Lawsuit filed by member groups in Hillsborough County Superior Court (PFFNH v. State of NH; “PFFNH 2”) challenging the constitutionality of the benefit changes in HB 2 enactments.  


NH Supreme Court ruled in favor of the State in "PFFNH 1" and adopted the “unmistakability doctrine” in determining that the prospective increase in member contribution rates was not unconstitutional.


NH Supreme Court applied the “unmistakability doctrine” in the "AFT" case, finding that the statutory enactments of HB 1645 were also constitutionally permissible.


NH Supreme Court ruled in favor of the State in "PFFNH 2," upholding the “unmistakability doctrine” in affirming a Superior Court ruling that the prospective changes made to benefit provisions in 2011 was constitutional.


NHRS celebrates its 50th anniversary on July 1. 

The Decennial Retirement Commission, a statutory commission charged with reviewing and making recommendations to endure the long-term viability of NHRS, meets in 2017. The final report found that despite its below-average funded status, NHRS “costs are low in comparison to the national average” and its current actuarial assumptions “are more conservative than most public plans.” The commission agreed on a dozen recommendations, most of which related to funding and to the post-retirement employment of NHRS retirees by participating employers. Several recommendations led to legislation being filed.

NHRS revised its Mission, Vision, and Values statement to be more concise and forward-focused –  “To provide secure retirement benefits and superior service.”

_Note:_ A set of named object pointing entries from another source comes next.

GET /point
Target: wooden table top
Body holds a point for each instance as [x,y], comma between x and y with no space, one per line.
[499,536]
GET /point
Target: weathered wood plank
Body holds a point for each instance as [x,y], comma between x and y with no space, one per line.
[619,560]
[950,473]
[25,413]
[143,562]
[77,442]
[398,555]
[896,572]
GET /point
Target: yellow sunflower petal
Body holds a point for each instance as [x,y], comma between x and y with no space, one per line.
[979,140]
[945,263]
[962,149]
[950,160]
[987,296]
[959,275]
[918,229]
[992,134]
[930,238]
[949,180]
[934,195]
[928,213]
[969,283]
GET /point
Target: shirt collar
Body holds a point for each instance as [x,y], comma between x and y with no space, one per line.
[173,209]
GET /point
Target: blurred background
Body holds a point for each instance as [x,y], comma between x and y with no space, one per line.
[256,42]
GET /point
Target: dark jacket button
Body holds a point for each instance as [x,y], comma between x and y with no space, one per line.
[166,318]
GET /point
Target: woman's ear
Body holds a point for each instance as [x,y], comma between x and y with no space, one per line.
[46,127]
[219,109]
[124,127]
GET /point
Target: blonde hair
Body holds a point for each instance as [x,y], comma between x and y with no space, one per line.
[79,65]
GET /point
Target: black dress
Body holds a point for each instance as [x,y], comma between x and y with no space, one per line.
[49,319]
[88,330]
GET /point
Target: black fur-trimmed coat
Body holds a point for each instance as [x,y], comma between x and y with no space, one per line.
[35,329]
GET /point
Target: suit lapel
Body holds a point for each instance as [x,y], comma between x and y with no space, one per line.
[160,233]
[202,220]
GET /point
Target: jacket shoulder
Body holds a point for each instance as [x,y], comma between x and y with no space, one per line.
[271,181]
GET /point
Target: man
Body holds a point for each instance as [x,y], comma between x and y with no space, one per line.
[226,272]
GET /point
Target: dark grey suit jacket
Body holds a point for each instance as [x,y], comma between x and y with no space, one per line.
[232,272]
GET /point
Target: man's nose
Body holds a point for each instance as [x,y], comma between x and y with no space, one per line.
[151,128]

The law was changed to limit NHRS retirees working part-time for retirement system participating employers to a maximum of 1,352 hours per calendar year, effective 1/1/19. Retirees already working part-time are allowed to work up to 1,664 hours per calendar year for as long as they remain in the position they held on the effective date of the bill. The bill also contains a financial penalty for any retirees exceeding the statutory limits on annual hours worked and requires members who retire on/after 1/1/19 to wait 28 days from their effective date of retirement before commencing part-time employment with a participating employer.
At the recommendation of the Decennial Retirement Commission, the Legislature enacted HB 1823, which required the retirement system to amortize future actuarial gains or losses on or after July 1, 2017, for consecutive closed, fixed periods of no longer than 20 years.